Is Your Inner Nurse Critic in the Back Seat?


Published: 27 January 2021

Nobody loves a critic, and we nurses can be so hard on ourselves, can’t we?

When your inner nurse critic is constantly shouting at you from the back seat of your car, something has to change. The easiest solution is to simply hit the ejector seat button if you can, but if that fails, it’s time to talk back.

The Ejector Seat? It’s Likely Too Easy

If your inner monologue about your nursing skills, expertise, career trajectory or knowledge has turned hyper-critical lately, you need to do something about it.

Using a metaphor of your nursing career as a car and your inner critic as an annoying passenger in the back seat, it would be so easy to just hit that ejector seat button and be on your merry way. In reality, however, it’s probably not going to be that simple.

Nurses are often very particular; they like when things are done correctly and are unhappy when things are disorderly. When you look at yourself as a nurse, what do you see? Do you find every excuse for self-criticism, or do you also look for what’s good?

When the ejector seat button is malfunctioning, the first thing to do is to respond to every attack from your inner nurse critic, which may often have to do with comparing yourself to others.

Attack: I’m such a lame nurse; I don’t do anything as exciting as my friends.

Response: I’ve actually done some very good work with my patients. I may not work in __________ like Susan does, but I know that I’ve made a difference in my patients’ lives.

Attack: I’m not as smart as the other nurses. I don’t know anything.

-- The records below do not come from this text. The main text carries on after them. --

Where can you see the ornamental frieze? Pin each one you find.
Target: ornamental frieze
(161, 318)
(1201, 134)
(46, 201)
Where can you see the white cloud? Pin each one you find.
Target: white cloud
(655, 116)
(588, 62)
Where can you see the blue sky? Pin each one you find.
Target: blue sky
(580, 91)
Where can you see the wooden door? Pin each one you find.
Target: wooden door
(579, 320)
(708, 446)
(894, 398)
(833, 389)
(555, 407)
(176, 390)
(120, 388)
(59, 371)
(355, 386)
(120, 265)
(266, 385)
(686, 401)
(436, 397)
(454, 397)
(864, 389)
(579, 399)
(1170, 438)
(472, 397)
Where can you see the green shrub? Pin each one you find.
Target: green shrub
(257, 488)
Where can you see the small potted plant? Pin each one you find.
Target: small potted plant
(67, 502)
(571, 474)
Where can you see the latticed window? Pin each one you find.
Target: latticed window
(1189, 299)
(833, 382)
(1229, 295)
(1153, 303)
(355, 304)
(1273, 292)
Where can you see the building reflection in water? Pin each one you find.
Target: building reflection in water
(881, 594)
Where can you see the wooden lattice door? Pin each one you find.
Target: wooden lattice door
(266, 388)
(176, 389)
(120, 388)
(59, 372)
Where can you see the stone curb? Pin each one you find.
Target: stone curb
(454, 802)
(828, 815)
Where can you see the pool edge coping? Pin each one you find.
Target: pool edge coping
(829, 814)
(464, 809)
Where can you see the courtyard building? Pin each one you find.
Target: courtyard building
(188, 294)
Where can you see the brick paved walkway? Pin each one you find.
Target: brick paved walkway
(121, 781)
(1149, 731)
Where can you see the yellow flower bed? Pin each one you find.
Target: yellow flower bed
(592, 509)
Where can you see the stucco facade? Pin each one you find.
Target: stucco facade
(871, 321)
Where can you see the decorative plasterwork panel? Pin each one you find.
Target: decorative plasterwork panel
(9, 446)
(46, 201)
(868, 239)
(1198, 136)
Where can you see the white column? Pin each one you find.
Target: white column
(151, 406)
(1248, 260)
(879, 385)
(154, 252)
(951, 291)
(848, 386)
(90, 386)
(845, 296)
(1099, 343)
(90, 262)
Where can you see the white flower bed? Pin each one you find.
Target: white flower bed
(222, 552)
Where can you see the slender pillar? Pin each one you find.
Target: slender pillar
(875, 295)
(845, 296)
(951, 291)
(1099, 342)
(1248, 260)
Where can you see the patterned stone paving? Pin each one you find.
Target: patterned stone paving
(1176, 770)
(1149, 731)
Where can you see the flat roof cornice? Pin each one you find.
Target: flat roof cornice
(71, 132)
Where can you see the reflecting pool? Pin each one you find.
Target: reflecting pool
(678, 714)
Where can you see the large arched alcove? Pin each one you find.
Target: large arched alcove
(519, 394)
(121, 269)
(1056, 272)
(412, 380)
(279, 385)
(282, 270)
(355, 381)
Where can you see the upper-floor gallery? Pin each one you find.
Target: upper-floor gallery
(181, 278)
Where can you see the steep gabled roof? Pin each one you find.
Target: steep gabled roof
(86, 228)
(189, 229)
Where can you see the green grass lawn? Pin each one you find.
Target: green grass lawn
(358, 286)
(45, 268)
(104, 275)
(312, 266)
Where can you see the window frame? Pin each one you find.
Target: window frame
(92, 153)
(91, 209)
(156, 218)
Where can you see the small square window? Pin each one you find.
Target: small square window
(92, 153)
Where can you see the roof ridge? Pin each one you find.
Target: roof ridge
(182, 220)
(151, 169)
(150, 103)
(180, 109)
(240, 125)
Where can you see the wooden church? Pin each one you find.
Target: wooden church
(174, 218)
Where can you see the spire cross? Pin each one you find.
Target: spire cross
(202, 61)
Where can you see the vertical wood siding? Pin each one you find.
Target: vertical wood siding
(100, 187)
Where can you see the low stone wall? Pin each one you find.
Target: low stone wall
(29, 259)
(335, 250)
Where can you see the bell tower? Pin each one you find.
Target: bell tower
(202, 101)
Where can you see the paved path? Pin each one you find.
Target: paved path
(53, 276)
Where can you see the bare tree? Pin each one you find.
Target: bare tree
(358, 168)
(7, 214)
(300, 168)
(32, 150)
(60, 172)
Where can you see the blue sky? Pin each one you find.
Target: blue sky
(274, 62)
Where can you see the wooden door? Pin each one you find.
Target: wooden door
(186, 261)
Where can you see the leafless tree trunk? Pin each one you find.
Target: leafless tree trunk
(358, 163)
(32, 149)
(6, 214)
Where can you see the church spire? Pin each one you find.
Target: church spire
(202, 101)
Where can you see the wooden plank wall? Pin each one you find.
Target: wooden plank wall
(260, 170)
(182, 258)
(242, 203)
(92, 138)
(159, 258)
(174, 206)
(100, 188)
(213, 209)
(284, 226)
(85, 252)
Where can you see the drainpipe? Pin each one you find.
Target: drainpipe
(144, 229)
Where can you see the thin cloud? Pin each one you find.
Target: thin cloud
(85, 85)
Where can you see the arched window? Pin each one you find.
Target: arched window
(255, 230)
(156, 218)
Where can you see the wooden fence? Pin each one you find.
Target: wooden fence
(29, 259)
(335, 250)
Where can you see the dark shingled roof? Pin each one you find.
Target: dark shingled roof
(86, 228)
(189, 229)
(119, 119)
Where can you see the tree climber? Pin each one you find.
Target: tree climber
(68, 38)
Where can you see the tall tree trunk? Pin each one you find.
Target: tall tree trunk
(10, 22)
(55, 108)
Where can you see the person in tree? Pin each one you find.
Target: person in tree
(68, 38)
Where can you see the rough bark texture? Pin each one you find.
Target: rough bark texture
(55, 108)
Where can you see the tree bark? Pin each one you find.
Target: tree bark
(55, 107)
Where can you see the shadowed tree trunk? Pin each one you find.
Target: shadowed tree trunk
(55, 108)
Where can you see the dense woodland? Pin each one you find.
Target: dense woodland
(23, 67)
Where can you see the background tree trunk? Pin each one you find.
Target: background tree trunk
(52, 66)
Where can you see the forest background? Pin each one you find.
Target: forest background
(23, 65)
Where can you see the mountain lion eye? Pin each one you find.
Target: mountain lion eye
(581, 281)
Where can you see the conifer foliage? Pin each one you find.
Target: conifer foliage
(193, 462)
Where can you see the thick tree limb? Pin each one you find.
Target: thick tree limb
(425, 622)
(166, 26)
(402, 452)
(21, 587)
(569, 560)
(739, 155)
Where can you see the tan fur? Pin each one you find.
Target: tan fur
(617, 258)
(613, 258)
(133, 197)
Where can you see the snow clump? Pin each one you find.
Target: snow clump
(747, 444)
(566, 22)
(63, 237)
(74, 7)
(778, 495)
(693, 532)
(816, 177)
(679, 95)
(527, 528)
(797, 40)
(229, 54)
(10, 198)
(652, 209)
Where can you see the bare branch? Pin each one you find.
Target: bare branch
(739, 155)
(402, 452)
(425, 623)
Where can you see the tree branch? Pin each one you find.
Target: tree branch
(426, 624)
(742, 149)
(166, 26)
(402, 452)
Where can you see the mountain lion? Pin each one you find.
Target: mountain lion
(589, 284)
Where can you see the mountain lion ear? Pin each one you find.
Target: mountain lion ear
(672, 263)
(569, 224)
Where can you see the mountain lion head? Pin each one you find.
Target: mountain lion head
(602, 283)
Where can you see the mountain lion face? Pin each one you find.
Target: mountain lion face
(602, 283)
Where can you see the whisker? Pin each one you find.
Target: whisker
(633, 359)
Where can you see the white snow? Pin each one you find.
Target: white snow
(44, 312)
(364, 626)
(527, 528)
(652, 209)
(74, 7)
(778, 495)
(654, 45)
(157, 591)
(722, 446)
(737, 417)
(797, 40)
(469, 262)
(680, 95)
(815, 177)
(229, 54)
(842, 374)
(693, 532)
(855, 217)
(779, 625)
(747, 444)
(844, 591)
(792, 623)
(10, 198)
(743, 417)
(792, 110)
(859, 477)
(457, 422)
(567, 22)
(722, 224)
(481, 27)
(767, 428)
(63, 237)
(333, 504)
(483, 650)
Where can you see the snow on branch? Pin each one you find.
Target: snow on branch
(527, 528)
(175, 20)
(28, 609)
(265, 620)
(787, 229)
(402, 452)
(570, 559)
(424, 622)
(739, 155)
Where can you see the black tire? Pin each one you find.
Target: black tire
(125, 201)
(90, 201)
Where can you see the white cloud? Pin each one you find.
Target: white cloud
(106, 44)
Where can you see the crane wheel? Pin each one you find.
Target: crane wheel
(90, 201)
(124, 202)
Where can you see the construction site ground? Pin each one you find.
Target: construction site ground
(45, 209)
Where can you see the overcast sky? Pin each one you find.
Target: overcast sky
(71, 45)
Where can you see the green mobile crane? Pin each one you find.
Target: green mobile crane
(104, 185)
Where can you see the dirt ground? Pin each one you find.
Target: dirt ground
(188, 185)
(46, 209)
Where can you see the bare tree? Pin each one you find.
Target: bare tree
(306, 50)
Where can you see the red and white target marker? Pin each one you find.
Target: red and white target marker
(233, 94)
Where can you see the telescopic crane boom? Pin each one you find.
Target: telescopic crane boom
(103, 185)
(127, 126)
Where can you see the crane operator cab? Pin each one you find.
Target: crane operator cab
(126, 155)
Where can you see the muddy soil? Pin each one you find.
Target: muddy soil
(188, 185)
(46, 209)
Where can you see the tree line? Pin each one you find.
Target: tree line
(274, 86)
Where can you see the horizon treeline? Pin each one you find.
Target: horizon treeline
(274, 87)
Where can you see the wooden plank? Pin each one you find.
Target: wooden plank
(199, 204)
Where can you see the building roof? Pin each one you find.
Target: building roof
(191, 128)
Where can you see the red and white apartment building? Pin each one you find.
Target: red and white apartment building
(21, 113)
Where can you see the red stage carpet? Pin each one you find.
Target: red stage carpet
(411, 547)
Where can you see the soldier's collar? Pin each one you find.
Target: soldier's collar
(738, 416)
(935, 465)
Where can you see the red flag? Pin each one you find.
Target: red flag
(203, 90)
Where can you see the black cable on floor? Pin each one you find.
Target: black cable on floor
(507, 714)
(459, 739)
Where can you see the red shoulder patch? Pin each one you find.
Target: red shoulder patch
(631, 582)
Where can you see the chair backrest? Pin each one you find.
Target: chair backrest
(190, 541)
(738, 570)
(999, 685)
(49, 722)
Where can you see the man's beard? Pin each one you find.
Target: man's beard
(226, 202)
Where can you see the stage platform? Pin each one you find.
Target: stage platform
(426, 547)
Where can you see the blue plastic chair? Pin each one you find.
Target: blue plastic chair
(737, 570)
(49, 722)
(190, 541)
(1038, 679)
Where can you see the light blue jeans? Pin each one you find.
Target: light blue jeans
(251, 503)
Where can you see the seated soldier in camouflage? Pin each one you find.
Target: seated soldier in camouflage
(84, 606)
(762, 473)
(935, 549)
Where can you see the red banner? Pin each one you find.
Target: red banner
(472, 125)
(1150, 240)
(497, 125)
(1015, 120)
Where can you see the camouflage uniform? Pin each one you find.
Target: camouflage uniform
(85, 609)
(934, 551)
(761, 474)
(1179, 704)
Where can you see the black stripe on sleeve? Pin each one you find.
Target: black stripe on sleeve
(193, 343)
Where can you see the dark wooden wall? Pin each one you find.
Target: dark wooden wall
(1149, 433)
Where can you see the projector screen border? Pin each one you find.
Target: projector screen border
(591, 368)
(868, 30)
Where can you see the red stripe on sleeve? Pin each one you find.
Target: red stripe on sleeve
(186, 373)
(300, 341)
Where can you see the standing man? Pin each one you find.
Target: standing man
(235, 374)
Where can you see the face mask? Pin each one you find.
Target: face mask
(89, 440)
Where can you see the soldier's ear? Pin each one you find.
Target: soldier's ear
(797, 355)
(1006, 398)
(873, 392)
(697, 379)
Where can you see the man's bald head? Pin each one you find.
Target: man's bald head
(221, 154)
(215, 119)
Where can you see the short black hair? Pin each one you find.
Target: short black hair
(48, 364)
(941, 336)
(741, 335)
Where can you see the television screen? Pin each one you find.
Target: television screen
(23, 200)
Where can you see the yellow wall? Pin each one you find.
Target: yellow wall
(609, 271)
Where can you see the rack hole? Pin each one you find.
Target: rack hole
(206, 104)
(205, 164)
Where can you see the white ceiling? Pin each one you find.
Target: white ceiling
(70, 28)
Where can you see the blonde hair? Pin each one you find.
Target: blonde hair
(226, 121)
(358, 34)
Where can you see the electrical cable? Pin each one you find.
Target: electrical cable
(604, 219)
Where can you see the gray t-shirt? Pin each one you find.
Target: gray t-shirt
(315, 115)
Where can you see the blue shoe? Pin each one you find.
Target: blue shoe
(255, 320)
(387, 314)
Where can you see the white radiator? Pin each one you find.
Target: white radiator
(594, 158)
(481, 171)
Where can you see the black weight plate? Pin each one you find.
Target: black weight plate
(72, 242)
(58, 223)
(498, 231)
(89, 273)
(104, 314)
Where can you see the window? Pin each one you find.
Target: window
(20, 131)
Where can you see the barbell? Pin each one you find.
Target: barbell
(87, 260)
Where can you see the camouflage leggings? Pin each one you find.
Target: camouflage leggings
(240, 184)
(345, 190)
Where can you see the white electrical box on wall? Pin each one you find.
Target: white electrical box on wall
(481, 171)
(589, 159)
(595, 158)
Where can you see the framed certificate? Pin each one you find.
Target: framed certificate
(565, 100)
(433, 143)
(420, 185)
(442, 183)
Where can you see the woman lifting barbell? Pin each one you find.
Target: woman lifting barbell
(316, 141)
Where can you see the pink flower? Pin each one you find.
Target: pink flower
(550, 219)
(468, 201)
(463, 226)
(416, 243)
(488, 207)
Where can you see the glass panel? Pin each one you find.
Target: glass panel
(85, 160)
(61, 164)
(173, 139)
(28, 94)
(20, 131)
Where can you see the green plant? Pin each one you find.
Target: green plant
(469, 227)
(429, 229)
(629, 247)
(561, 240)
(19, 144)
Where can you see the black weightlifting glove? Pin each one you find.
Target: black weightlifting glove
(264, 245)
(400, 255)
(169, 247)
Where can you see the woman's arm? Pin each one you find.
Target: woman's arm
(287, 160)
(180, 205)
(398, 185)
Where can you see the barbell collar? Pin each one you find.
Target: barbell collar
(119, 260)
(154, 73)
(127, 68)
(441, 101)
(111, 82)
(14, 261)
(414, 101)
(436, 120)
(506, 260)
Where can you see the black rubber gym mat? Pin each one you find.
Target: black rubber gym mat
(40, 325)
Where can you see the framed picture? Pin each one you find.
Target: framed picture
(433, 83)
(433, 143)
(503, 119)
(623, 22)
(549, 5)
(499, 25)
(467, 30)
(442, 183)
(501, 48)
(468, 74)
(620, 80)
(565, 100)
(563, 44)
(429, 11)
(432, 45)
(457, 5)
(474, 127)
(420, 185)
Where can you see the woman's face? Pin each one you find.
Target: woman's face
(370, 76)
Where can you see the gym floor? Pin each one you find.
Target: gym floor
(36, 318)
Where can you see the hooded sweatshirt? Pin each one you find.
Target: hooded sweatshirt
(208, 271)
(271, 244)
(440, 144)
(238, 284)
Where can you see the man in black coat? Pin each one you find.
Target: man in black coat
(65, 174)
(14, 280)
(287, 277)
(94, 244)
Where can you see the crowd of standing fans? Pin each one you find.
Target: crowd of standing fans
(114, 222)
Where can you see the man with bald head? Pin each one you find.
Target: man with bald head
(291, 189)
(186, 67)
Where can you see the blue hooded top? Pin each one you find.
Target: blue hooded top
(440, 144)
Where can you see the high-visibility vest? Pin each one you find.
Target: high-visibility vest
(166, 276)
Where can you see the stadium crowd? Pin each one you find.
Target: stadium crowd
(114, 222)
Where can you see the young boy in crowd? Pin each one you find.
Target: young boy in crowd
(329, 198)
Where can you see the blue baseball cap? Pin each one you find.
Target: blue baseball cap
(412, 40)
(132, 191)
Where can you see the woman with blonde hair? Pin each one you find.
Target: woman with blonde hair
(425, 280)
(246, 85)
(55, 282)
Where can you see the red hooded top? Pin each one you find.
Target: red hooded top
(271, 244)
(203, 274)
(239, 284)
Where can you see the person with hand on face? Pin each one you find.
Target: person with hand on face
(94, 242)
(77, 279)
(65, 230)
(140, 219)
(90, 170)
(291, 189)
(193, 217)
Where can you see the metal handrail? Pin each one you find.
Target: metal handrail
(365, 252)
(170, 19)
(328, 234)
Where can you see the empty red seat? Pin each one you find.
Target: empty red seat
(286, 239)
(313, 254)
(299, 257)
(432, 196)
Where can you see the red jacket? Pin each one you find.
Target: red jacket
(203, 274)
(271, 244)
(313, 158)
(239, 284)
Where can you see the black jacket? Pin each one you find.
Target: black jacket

Response: If I made a list of everything I know about the human body, pathophysiology, pharmacology, human behaviour, and other areas I’m knowledgeable about, that list would fill a very large book.

Attack: My career is going nowhere. I’m a failure.

Response: When I look back, I can see that I’ve actually come a long way. I may have a lot more to learn, but compared to when I was fresh out of school, I’ve actually accomplished a lot.

If you don’t talk back to your inner critic, they will simply take up an increasing amount of space until your positive self-talk has been edged out. Don’t allow that critic so much air time.

nurse critic self doubt

Replacing the Critic

If a movie critic only talks about how much they hate everything they see, that would get pretty boring after a while. In fact, the newspaper or website that pays their salary would probably fire them eventually and look for someone who could see both the good and the bad. The same applies to your inner critic.

Just like a movie critic, you don’t have to love every single thing you’ve done and think you’re absolutely perfect at every moment. Rather, you can bring balance to the conversation by acknowledging, for instance, that there are things that could be better and some things that are pretty good as they are.

A critic who rides in the back seat and does nothing but negate you is adding nothing to your life and career. As in the examples of attacks and responses above, you can talk back to that critic and try to put them in their place; in fact, they may actually learn to be more measured in their appraisals.

In the end, you have to decide if you’re willing to drive around with this voice always telling you that you’re not good enough and never will be. Being realistic, there’s always more to learn and experience, but that’s a part of life.

You likely became a nurse to be a productive member of society who gives back through heartfelt and compassionate service. How cool is that?

So give yourself a break, train your critic to chill out a little, and be willing to see how you’ve done some great things and still have room to learn and grow. Your critic is probably willing to learn too, and if not, you can always get that ejector seat button fixed.